Fionn had likely dropped a roofie in it, along with the roses and cloying faerie fruit to disguise the taste.

I wanted to push his head back and make him choke on it, but Robin was counting on me.

“They’re more pliable, you know?” Brightkin was saying. His words were slurred, making him sound sleepy. “Like clay in my hands. Look at her.”

He put a finger under the chin of one of the girls, a brunette with a ring in her nostril. Barely moving his finger, he got her to raise her head and looked at the ceiling.

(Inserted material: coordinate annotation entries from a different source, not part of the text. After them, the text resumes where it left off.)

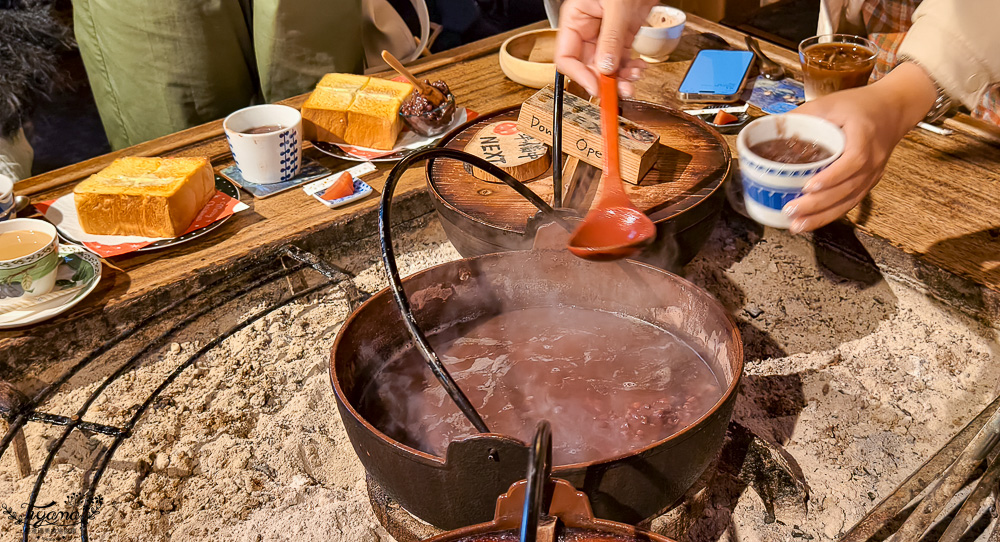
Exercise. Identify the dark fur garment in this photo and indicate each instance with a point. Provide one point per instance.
(30, 40)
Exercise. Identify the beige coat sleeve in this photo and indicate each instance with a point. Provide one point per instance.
(956, 41)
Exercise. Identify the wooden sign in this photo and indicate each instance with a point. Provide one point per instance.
(505, 146)
(582, 133)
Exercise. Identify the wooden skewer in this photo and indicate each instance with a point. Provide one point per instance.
(433, 95)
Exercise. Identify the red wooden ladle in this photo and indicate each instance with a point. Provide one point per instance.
(613, 228)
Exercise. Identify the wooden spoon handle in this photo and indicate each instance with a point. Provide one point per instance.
(433, 95)
(609, 126)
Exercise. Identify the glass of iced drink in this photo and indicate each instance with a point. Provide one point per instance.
(835, 62)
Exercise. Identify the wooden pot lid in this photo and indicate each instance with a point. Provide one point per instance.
(692, 164)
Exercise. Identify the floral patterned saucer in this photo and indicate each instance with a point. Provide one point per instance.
(78, 274)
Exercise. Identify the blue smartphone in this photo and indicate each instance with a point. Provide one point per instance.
(716, 76)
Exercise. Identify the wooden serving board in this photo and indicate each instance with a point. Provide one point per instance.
(693, 162)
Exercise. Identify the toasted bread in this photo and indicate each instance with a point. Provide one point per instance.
(149, 197)
(357, 110)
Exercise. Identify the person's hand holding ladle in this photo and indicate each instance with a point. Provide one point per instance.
(613, 228)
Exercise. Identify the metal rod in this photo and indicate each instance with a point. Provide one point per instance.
(889, 507)
(965, 516)
(55, 419)
(536, 494)
(953, 478)
(354, 296)
(106, 459)
(557, 141)
(127, 366)
(396, 284)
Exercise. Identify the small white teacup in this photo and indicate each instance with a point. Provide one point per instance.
(266, 142)
(29, 258)
(769, 185)
(660, 35)
(6, 197)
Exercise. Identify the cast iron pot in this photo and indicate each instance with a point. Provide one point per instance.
(461, 489)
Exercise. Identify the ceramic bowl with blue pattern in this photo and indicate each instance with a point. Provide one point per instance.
(769, 185)
(266, 142)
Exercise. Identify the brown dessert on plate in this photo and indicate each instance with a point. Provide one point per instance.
(423, 117)
(791, 150)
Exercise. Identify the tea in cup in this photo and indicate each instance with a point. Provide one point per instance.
(779, 154)
(6, 197)
(835, 62)
(29, 258)
(266, 142)
(660, 34)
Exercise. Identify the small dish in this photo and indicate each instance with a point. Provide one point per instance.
(77, 276)
(660, 36)
(528, 58)
(361, 189)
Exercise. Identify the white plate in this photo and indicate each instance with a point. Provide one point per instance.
(53, 304)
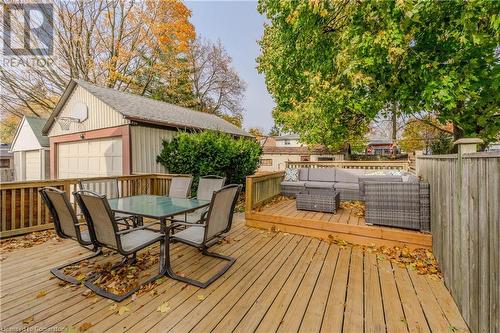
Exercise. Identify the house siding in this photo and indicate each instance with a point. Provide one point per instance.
(100, 115)
(146, 144)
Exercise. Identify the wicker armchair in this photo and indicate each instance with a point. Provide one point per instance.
(396, 204)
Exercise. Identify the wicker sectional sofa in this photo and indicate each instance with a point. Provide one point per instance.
(348, 182)
(403, 205)
(390, 200)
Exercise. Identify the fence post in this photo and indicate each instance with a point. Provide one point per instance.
(465, 146)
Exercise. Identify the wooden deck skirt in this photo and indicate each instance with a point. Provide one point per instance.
(280, 283)
(344, 224)
(263, 187)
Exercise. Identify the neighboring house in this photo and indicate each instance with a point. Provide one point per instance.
(379, 146)
(31, 150)
(280, 149)
(6, 163)
(97, 131)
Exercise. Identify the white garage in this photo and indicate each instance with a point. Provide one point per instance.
(98, 131)
(90, 158)
(31, 151)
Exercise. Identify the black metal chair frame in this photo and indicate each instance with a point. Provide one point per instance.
(58, 271)
(203, 177)
(136, 220)
(89, 283)
(205, 245)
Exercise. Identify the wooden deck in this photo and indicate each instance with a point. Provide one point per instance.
(280, 283)
(344, 224)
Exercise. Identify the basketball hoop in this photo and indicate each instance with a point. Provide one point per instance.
(65, 122)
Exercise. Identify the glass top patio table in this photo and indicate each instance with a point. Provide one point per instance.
(155, 206)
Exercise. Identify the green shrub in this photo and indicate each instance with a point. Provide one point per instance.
(211, 153)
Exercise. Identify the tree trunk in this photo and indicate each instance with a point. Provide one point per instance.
(458, 133)
(394, 122)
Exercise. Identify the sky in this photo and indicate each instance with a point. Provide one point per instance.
(239, 26)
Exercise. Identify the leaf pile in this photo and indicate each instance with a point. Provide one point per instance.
(420, 260)
(358, 207)
(117, 280)
(121, 279)
(27, 241)
(277, 199)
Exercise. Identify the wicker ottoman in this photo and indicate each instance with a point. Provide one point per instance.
(326, 201)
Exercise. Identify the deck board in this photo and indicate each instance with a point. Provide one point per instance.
(280, 282)
(345, 224)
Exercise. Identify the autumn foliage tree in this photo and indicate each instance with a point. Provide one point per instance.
(332, 66)
(144, 47)
(424, 134)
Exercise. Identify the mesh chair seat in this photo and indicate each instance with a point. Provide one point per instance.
(193, 217)
(123, 216)
(180, 187)
(202, 236)
(206, 188)
(67, 225)
(192, 234)
(138, 239)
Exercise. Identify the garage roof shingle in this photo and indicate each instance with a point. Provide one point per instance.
(147, 110)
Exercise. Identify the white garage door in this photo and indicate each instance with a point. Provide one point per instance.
(32, 158)
(90, 158)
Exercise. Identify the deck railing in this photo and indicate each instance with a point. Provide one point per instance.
(22, 210)
(262, 187)
(377, 165)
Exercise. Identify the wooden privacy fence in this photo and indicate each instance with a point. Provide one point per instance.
(465, 224)
(261, 187)
(22, 210)
(376, 165)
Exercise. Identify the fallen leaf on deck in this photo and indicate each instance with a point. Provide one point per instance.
(30, 240)
(164, 308)
(87, 293)
(122, 310)
(70, 329)
(84, 326)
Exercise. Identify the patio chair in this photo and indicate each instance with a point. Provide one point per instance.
(110, 188)
(105, 232)
(180, 187)
(206, 187)
(216, 222)
(67, 226)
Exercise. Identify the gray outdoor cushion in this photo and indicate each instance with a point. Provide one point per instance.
(348, 176)
(193, 217)
(134, 239)
(303, 174)
(191, 234)
(409, 178)
(347, 186)
(320, 184)
(382, 179)
(322, 174)
(296, 184)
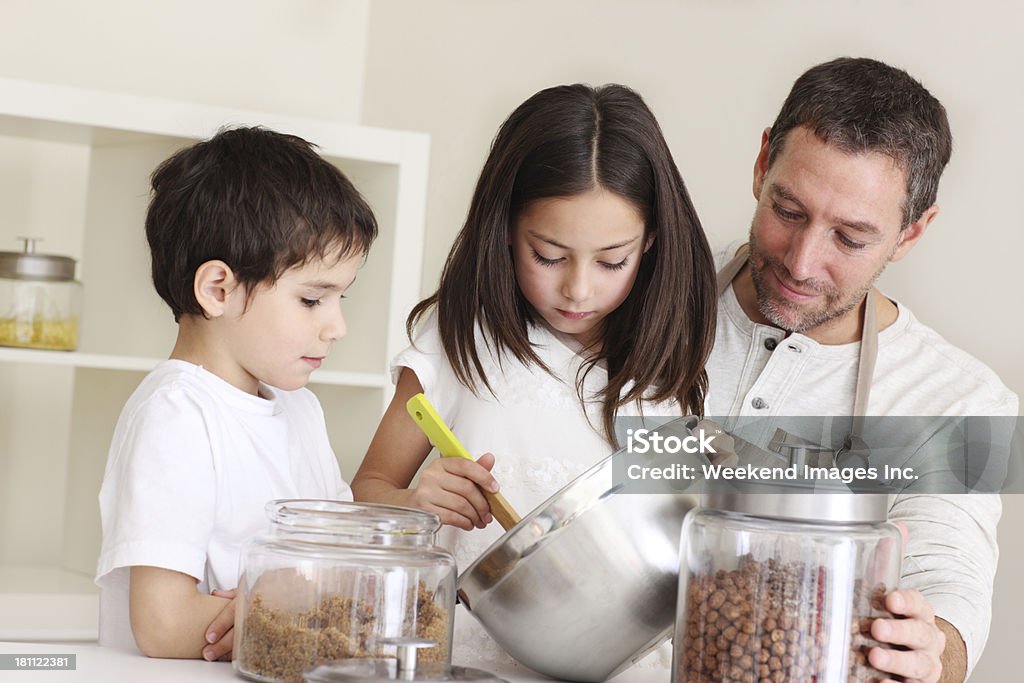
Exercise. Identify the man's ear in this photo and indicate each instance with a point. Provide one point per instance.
(213, 287)
(761, 165)
(909, 236)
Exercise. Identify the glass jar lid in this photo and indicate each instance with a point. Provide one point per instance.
(799, 503)
(27, 264)
(342, 518)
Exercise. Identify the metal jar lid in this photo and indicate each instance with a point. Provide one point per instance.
(801, 503)
(404, 668)
(27, 264)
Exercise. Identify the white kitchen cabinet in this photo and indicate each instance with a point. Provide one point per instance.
(74, 170)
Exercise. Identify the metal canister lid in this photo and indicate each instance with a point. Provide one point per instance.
(404, 668)
(385, 671)
(27, 264)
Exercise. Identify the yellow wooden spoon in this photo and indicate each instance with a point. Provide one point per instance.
(431, 424)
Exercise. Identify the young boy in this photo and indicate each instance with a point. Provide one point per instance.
(254, 240)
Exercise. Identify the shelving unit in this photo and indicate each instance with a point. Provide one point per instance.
(74, 170)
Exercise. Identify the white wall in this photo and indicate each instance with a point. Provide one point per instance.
(301, 57)
(715, 74)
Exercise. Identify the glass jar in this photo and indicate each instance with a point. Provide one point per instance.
(783, 587)
(40, 300)
(331, 581)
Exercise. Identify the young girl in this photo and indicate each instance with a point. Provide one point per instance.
(581, 288)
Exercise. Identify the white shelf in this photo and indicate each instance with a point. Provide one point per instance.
(31, 597)
(104, 361)
(76, 164)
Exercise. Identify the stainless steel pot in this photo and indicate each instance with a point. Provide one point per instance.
(586, 584)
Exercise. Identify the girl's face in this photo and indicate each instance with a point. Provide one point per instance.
(577, 257)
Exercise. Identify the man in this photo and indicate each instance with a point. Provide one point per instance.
(846, 181)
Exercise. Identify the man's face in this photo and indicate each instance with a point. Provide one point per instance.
(826, 224)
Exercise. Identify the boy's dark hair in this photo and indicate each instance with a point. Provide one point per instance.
(861, 104)
(261, 202)
(564, 141)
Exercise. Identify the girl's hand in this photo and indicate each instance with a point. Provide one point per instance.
(451, 488)
(220, 633)
(725, 445)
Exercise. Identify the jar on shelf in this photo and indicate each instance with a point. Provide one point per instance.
(335, 581)
(783, 587)
(40, 300)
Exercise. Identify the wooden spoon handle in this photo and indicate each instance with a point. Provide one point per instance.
(433, 426)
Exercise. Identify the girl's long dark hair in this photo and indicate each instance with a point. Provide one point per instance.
(560, 142)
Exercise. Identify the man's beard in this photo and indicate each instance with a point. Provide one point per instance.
(788, 315)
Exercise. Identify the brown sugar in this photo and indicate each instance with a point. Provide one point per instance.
(281, 645)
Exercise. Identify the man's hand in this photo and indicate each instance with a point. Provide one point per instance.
(220, 633)
(918, 632)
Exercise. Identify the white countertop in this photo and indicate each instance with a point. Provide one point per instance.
(94, 664)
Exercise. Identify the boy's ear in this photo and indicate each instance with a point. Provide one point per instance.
(213, 286)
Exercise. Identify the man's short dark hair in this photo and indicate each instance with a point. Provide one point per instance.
(860, 105)
(261, 202)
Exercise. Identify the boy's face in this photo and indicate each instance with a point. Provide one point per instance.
(289, 327)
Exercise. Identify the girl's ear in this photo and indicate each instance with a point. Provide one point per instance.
(213, 286)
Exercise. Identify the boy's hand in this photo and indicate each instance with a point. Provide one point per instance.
(220, 633)
(451, 488)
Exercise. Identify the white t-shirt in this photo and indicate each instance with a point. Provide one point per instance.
(951, 552)
(534, 424)
(193, 463)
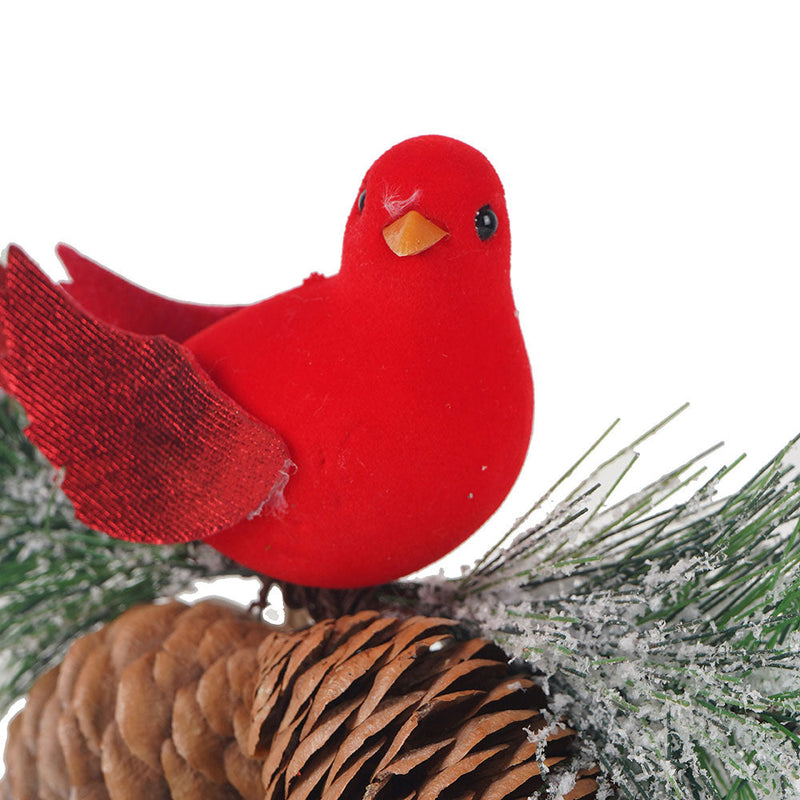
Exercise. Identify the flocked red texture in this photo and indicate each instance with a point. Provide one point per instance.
(401, 385)
(153, 451)
(112, 299)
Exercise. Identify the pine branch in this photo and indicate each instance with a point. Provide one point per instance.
(58, 578)
(670, 637)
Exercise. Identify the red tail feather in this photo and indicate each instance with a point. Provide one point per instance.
(153, 450)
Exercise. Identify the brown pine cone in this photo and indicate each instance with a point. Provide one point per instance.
(207, 702)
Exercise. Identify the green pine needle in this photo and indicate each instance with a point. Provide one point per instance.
(666, 635)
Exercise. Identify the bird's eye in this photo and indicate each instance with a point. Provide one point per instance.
(485, 223)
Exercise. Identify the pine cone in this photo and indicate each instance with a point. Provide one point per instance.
(207, 702)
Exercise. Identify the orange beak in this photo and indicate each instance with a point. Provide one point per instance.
(411, 234)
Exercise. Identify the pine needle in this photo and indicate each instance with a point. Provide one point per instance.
(669, 636)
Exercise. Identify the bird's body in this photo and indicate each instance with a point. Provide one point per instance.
(400, 386)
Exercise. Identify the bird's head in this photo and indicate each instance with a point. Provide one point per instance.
(431, 204)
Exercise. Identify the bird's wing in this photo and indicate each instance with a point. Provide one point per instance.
(152, 449)
(110, 298)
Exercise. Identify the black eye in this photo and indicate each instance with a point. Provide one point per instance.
(485, 223)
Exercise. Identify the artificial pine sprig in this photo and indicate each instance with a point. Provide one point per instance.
(58, 578)
(669, 638)
(667, 635)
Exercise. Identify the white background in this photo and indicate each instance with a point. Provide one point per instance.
(650, 153)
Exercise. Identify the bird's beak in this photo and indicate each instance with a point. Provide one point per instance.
(411, 234)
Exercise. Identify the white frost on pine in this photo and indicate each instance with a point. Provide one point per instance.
(649, 694)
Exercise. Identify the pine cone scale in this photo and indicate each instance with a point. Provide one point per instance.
(204, 702)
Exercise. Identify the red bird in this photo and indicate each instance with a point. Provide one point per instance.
(341, 434)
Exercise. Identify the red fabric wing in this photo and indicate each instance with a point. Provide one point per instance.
(153, 451)
(110, 298)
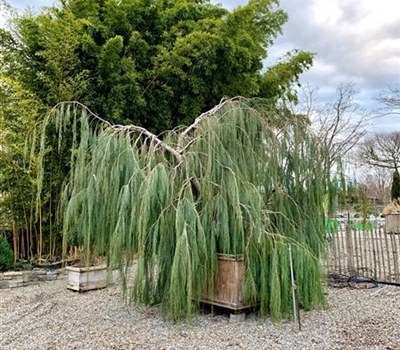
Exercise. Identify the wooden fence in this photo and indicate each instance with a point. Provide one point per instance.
(369, 251)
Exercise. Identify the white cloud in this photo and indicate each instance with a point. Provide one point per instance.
(356, 41)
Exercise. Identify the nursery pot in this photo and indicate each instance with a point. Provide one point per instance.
(82, 279)
(228, 284)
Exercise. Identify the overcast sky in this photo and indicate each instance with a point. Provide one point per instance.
(355, 41)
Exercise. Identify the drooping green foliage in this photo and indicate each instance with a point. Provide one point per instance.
(231, 183)
(6, 255)
(152, 63)
(395, 189)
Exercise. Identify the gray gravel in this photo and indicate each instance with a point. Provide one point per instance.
(51, 317)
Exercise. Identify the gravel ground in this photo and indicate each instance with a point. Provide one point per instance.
(51, 317)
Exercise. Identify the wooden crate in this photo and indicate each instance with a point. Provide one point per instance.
(82, 279)
(228, 284)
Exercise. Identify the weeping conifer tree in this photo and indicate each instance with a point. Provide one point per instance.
(232, 183)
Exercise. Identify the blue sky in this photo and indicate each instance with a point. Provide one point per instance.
(355, 41)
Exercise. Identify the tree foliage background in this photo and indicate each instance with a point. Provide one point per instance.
(152, 63)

When he took his finger away her head stayed there, tilted back so far she could go no further. Brightkin giggled, a sound that grated on my nerves. “Let’s give her a drink, Fionn.”

The satyr shook his head. “Too mortal. I like those water nymphs, those nereids— already wet. Don’t have do nothin’ to get them going.”

I realized Fionn was looking at me, a little of the friendliness gone from his eyes, and made my choice. I couldn’t pixie out now, not without ruining any progress I’d made.

I sent up a silent prayer to the Blessed Branches, ignored the white-hot flare on my hand, and took a sip of the pink drink.